Last week's visit to Sugar in Hampden was a welcome respite from this contradictory culture. I've visited a lot of sex shops in my day—it's research—and I've finally gotten really good at it. Even though I went to college in New York City in the 1990s, I never got up the courage to stop in one of the many adult shoppes in that time. I was there right as Times Square was getting stripped of its strip clubs and sex-for-sale corners and turning into Times Square Disney, but I wasn't really aware of it, except for reading about it in my queer theory classes. I was a ridiculously shy girl from Boise, Idaho, as likely to stumble into a porn theater on 42nd as volunteer for a mission to Mars.
More than that, though, I've always been a reader, in private, and going into a sex shop is a public declaration that yes, you think about sex and probably want to have it sometime, too. No way. I'd rather keep my head under the covers reading "The Whole Lesbian Sex Book" in private, thank you very much.
And then I moved to San Francisco and started my training as a Professional Talker About Sex, and I had to just get over it. My first trip was to the Good Vibrations store on Mission Street in San Francisco, a rite of passage for new lesbians to the city. I went there with my new friend Sarah, an open talker about all things sex who left her sense of shame back in Dayton, Ohio, years before. I acted like it was no big deal, just being a feminist who believes everyone has a right to talk openly about sexual pleasure. I had always believed that, but I had to take it up in the first person. I had a right to talk openly about it and spend the (very) spare change from my graduate-student stipend at a place like this.
That is when I figured out that sex shops are one of the few places where people talk about sex all the time, but for reals. The workers described what different toys did, how they'd fit here or there, stimulate this or that, no judgment at all. I think I was probably less worried about being judged for being in a sex shop as I was about being judged for my comparative lack of experience. By my second or third trip, though, I learned that judgment was only coming from myself.
At this point I've been to a whole lot of shops and done a whole lot of online shopping, less out of shame than the convenience of ordering just what you want just when you want it. That convenience costs, though. Like most field trips, this one is best done in the real world. This latest trip found the ladyfriend and I taking our first houseguests to Sugar. We were instantly greeted by the friendly smiles of workers who seem to dig their jobs. We didn't have any questions, so we were left to browse, a little privacy in public.

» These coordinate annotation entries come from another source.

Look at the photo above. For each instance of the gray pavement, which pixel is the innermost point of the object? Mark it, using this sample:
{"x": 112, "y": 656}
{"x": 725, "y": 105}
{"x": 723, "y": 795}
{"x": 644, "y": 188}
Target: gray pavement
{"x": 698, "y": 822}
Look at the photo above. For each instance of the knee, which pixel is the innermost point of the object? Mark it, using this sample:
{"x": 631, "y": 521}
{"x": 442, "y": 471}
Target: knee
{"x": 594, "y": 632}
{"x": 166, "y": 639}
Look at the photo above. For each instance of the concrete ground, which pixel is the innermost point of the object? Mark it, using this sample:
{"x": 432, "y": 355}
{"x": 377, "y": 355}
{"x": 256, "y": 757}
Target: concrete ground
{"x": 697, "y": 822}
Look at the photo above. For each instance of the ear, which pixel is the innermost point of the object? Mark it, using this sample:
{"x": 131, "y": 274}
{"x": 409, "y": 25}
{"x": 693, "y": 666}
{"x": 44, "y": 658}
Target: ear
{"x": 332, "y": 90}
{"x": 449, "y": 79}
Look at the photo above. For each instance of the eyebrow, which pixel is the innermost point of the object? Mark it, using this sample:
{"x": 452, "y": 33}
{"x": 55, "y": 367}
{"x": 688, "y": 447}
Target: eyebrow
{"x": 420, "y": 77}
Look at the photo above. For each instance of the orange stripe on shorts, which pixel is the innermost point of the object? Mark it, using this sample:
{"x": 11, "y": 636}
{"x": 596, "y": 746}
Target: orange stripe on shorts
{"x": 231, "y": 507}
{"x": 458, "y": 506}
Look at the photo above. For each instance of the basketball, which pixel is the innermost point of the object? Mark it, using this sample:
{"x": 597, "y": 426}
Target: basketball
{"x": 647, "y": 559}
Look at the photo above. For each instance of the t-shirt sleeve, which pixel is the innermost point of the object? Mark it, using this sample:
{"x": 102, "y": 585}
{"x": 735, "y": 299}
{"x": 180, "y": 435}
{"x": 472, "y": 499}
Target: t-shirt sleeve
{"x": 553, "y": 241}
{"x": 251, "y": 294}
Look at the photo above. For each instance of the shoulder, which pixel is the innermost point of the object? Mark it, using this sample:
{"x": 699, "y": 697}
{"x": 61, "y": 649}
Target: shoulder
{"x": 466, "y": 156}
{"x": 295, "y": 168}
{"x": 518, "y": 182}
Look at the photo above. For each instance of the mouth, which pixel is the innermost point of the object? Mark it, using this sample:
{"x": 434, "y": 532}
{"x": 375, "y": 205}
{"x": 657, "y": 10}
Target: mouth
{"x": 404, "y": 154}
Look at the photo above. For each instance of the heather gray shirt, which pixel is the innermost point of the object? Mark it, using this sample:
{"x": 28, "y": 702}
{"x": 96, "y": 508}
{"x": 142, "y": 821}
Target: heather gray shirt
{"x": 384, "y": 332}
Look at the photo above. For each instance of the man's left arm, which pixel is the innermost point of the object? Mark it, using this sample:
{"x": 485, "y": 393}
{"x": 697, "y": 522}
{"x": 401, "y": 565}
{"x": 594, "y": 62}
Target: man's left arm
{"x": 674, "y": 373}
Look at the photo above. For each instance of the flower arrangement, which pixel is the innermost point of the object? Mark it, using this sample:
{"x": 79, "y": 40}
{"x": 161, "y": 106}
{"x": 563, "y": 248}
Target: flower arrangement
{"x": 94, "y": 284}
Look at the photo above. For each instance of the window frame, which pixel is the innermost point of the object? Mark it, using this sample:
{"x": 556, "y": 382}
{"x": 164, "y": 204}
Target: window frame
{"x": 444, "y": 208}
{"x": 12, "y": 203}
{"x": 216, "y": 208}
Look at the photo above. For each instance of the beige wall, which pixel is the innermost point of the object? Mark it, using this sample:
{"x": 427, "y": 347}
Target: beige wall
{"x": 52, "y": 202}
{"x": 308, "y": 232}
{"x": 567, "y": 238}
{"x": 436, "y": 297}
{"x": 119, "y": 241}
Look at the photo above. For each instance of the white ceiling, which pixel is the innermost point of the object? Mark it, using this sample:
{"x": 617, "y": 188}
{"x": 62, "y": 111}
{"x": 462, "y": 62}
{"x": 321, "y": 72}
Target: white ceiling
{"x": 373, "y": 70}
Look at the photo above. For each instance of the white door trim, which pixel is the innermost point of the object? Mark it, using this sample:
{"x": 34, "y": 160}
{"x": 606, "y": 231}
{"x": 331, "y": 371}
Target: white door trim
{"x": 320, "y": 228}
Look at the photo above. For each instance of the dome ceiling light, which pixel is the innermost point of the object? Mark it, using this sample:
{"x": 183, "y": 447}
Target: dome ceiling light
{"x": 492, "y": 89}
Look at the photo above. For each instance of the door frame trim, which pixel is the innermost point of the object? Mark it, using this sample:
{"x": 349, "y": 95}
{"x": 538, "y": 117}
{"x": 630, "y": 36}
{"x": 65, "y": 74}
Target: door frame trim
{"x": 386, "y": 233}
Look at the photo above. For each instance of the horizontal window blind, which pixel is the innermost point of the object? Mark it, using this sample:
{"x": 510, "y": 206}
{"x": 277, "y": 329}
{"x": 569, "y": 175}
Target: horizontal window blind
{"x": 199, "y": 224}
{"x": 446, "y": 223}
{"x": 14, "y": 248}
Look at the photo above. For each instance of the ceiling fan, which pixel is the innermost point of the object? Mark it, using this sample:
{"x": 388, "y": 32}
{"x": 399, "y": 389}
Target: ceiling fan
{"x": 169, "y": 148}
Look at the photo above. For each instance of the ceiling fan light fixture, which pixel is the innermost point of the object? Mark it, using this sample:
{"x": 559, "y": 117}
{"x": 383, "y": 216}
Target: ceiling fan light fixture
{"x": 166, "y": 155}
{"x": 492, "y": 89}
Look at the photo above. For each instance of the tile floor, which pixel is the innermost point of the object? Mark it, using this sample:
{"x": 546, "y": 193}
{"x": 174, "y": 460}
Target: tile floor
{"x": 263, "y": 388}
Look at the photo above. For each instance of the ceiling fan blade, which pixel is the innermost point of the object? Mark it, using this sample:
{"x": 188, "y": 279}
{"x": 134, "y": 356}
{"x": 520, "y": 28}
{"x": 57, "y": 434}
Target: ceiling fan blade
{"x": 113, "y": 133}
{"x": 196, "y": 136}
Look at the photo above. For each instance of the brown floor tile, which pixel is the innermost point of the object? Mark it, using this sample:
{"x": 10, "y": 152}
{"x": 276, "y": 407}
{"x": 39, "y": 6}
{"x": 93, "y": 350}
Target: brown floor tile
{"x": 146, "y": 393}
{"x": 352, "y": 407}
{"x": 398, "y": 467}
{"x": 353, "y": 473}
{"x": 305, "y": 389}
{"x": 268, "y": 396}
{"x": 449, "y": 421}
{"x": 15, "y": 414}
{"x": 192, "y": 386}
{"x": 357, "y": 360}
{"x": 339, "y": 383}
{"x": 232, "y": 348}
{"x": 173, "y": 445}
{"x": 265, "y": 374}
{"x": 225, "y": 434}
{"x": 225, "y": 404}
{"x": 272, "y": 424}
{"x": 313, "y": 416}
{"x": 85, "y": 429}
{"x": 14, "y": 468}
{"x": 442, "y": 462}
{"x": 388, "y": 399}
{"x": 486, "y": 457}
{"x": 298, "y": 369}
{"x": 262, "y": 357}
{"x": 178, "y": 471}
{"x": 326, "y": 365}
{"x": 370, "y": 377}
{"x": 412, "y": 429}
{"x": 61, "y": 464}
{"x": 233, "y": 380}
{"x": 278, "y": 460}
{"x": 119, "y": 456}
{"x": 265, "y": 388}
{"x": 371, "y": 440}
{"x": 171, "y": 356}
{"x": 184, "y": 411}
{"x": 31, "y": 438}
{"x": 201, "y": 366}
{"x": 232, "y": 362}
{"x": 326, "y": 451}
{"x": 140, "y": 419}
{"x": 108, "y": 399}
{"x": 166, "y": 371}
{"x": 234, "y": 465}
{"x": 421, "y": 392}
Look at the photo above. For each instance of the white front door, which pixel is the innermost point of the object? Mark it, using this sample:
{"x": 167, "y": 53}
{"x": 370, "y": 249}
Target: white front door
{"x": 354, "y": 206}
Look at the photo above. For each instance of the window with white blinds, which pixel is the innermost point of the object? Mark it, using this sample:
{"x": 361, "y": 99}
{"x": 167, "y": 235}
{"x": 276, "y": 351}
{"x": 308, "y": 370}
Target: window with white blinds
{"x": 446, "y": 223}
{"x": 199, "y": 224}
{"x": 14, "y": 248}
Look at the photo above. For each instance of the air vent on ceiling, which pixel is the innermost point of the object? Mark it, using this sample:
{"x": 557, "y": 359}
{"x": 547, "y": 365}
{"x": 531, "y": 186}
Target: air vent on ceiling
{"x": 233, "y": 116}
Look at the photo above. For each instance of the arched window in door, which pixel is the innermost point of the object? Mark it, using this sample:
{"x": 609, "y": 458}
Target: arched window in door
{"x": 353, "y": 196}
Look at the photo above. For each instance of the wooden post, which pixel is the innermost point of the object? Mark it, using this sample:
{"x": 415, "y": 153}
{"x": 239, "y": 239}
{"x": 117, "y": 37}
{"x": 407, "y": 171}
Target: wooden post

I touched all the cocks, felt all the lubes, turned on all the vibrators and turned them all off again—I'm a trained professional. Our friends had some questions, got some answers, and made their purchase, everything to go in a discreet brown bag. We headed out for tacos—the Holy Frijoles kind, calm down over there—and then stopped for ice cream before heading home.
It was all so normal that I forgot how not-normal a trip to ye olde sex shoppe used to feel. Part of it is getting older and more comfortable, sure, but a lot of it comes from being part of a giant queer community. Whether or not we're having sex with each other or at all, we are a sexual culture, and we talk about it. We've had to talk about it to find each other, to survive plagues, to make our way. Our community thrives because we have to articulate what we desire in a culture that for a very long time has tried to silence it. These are skills straight folks can learn from us, and do, when they shop at our stores. Because Sugar isn't just a sex store—it's a lesbian-owned, multi-gender-operated shop, and that's a good thing. From My People to yours in this Valentine season, you are welcome.